2. We can approach this in at least two ways. First, by directly applying Theorem 1.3.5, we have: \begin{equation*} \lim_{x\to 3} \left(\sec^2(x) - \tan^2(x)\right) = \sec^2(3)-\tan^2(3). \end{equation*} Using the Pythagorean Theorem, this last expression is \(1\text{;}\) therefore \begin{equation*} \lim_{x\to 3} \left(\sec^2(x) - \tan^2(x)\right) = 1. \end{equation*}

   We can also use the Pythagorean Theorem from the start. \begin{equation*} \lim_{x\to 3} \left(\sec^2(x) - \tan^2(x)\right) = \lim_{x\to 3} 1 = 1, \end{equation*} using the Constant rule. Either way, we find the limit is \(1\text{.}\)

3. Applying the Product rule and Theorem 1.3.5 gives \begin{equation*} \lim\limits_{x\to \pi/2} \cos(x)\sin(x) = \cos(\pi/2)\sin(\pi/2) = 0\cdot 1 = 0. \end{equation*}

4. Again, we can approach this in two ways. First, we can use the exponential/logarithmic identity that \(e^{\ln(x)} = x\) and evaluate \(\lim\limits_{x\to 1} e^{\ln(x)} = \lim\limits_{x\to 1} x = 1\text{.}\)

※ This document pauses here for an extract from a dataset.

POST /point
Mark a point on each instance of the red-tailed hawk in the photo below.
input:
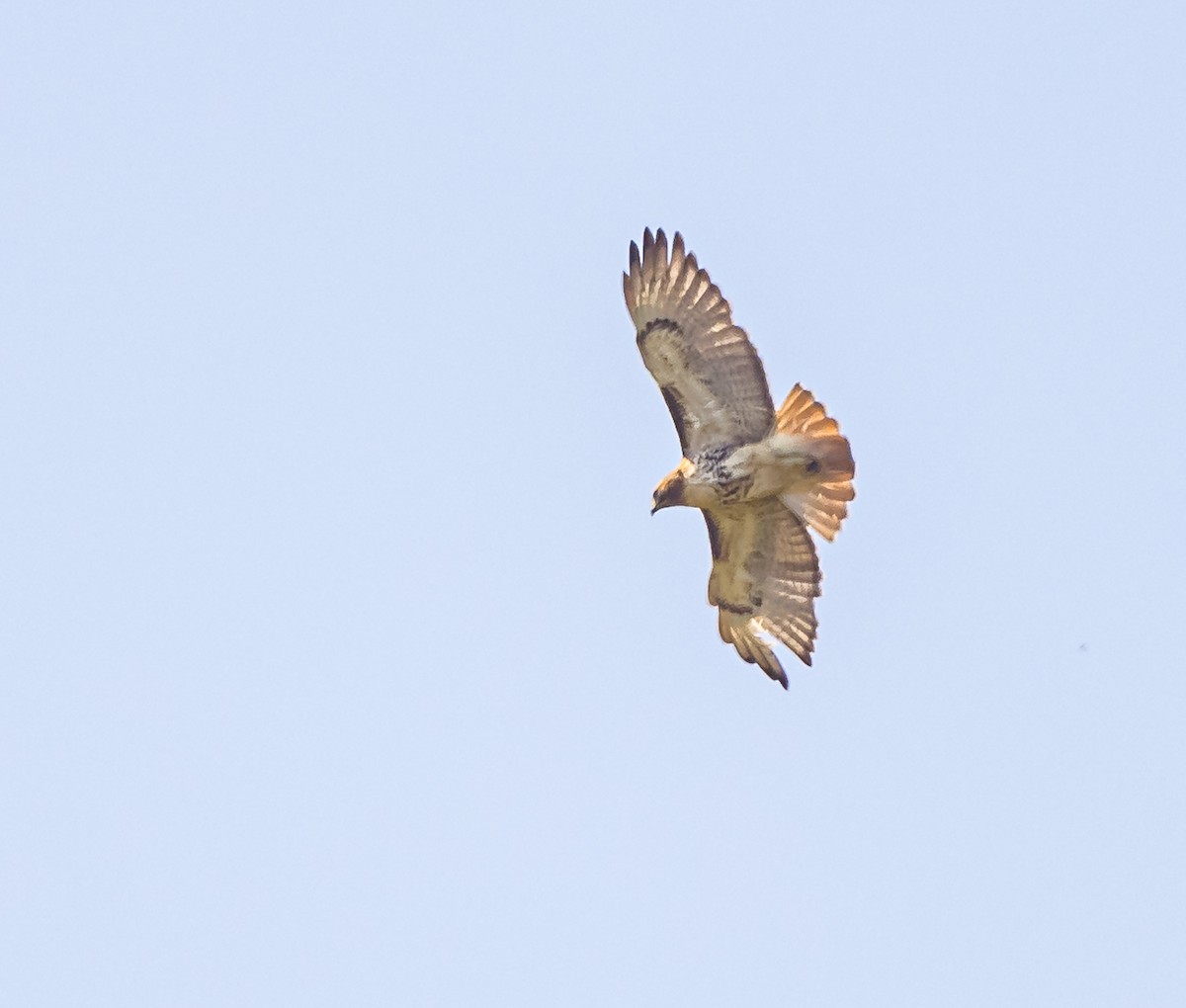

   We can also use the Composition rule. Using Theorem 1.3.5, we have \(\lim\limits_{x\to 1}\ln(x) = \ln(1) = 0\) and \(\lim_{x\to 0} e^x= e^0=1\text{,}\) satisfying the conditions of the Composition rule. Applying this rule, \begin{equation*} \lim_{x\to 1} e^{\ln(x)} = e^{\lim_{x\to 1} \ln(x)}=e^{\ln(1)} = e^0 = 1. \end{equation*} Both approaches are valid, giving the same result.

5. We encountered this limit in Section 1.1. Applying our theorems, we attempt to find the limit as \begin{equation*} \lim_{x\to 0}\frac{\sin(x)}{x}\rightarrow \frac{\sin(0) }{0} \end{equation*} which is of the form \(\frac{0}{0}\text{.}\) This, of course, violates a condition of the Quotient, as the limit of the denominator is not allowed to be \(0\text{.}\) Therefore, we are still unable to evaluate this limit with tools we currently have at hand.

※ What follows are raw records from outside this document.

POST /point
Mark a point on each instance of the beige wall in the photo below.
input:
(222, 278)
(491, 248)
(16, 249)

We begin by considering the unit circle. Each point on the unit circle has coordinates \((\cos(\theta),\sin(\theta))\) for some angle \(\theta\) as shown in Figure 1.3.10. Using similar triangles, we can extend the line from the origin through the point to the point \((1,\tan(\theta))\text{,}\) as shown. (Here we are assuming that \(0\leq \theta \leq \pi/2\text{.}\) Later we will show that we can also consider \(\theta \leq 0\text{.}\))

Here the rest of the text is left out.